Coupling, Attractiveness and Hydrodynamics for Conservative Particle Systems

TL;DR

This paper develops a comprehensive framework for attractiveness and hydrodynamics in generalized conservative particle systems, extending coupling methods beyond simple exclusion to models with multiple particle jumps.

Contribution

It provides necessary and sufficient conditions for attractiveness in multi-particle jump models and constructs coupled processes with non-increasing discrepancies.

Findings

Characterization of attractiveness conditions for generalized misanthrope models

Construction of coupled processes with non-increasing discrepancies

Derivation of hydrodynamic limits for specific models

Abstract

Attractiveness is a fundamental tool to study interacting particle systems and the basic coupling construction is a usual route to prove this property, as for instance in simple exclusion. The derived Markovian coupled process $(\xi_t,\zeta_t)_{t\geq 0}$ satisfies: (A) if $\xi_0\leq\zeta_0$ (coordinate-wise), then for all $t\geq 0$, $\xi_t\leq\zeta_t$ a.s. In this paper, we consider generalized misanthrope models which are conservative particle systems on $\Z^d$ such that, in each transition, $k$ particles may jump from a site $x$ to another site $y$, with $k\geq 1$. These models include simple exclusion for which $k=1$, but, beyond that value, the basic coupling construction is not possible and a more refined one is required. We give necessary and sufficient conditions on the rates to insure attractiveness; we construct a Markovian coupled process which both satisfies (A) and makes discrepancies between its two marginals non-increasing. We determine the extremal invariant and translation invariant probability measures under general irreducibility conditions.
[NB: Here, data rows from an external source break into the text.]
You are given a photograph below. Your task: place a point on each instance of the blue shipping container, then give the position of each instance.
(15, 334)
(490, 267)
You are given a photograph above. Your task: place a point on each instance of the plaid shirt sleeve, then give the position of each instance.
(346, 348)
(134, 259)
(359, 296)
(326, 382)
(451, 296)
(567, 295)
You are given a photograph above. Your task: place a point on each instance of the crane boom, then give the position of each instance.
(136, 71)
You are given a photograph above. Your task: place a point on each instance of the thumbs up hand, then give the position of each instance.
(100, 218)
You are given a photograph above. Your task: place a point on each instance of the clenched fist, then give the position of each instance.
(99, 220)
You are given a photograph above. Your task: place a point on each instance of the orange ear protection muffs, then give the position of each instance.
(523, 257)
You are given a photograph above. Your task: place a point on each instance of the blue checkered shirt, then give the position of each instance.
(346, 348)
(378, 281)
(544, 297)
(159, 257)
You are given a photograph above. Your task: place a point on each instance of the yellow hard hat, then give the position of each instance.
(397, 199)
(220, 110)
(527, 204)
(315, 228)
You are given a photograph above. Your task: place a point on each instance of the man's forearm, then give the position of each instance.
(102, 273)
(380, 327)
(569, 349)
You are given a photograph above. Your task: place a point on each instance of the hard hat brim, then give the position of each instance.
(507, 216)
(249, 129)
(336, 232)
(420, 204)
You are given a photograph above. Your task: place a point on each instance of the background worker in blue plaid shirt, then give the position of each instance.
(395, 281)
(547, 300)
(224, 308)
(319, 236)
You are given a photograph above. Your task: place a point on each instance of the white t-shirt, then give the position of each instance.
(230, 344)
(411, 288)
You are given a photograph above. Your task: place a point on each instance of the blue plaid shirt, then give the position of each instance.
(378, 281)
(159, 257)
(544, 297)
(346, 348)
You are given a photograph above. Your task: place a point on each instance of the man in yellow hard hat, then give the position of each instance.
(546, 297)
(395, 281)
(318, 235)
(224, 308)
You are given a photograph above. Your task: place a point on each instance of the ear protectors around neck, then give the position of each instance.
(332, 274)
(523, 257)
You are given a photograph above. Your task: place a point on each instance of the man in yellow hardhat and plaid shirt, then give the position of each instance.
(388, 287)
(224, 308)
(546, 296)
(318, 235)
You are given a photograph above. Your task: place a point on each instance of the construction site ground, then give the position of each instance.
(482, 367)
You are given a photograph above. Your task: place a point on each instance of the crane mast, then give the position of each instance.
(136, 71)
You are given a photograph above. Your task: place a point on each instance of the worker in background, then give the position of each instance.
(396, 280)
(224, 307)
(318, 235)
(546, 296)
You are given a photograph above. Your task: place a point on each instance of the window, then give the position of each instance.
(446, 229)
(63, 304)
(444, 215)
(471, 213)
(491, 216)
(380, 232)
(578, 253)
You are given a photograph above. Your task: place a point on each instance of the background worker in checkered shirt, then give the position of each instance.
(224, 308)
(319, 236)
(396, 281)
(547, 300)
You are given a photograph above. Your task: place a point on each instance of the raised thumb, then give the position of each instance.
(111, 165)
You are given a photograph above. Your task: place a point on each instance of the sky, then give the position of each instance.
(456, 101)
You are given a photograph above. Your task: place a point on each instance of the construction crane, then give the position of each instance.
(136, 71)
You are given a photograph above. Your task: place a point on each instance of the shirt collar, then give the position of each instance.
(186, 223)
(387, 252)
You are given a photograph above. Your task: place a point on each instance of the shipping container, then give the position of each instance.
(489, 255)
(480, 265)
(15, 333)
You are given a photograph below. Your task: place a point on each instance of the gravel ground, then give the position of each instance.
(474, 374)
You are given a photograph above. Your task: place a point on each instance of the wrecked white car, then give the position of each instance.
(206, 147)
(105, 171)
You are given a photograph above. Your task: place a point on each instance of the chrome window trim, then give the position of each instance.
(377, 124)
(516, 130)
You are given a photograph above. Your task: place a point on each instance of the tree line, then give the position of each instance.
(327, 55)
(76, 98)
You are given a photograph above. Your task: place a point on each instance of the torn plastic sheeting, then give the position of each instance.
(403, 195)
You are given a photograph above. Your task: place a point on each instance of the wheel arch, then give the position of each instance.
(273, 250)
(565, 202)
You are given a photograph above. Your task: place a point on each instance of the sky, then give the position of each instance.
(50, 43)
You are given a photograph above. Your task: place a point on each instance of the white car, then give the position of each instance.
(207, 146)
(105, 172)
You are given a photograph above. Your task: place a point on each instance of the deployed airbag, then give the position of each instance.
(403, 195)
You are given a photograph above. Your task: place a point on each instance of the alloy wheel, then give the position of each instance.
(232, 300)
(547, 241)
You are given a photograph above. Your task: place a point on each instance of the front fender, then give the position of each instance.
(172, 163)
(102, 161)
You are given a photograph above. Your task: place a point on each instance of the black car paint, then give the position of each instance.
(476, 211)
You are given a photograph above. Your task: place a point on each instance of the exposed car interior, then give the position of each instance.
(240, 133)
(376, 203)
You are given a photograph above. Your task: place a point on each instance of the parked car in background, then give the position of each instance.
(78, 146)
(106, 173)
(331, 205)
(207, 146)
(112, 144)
We apply our results to examples including a two-species asymmetric exclusion process with charge conservation (for which $k\le 2$) which arises from a Solid-on-Solid interface dynamics, and a stick process (for which $k$ is unbounded) in correspondence with a generalized discrete Hammersley-Aldous-Diaconis model. We derive the hydrodynamic limit of these two one-dimensional models.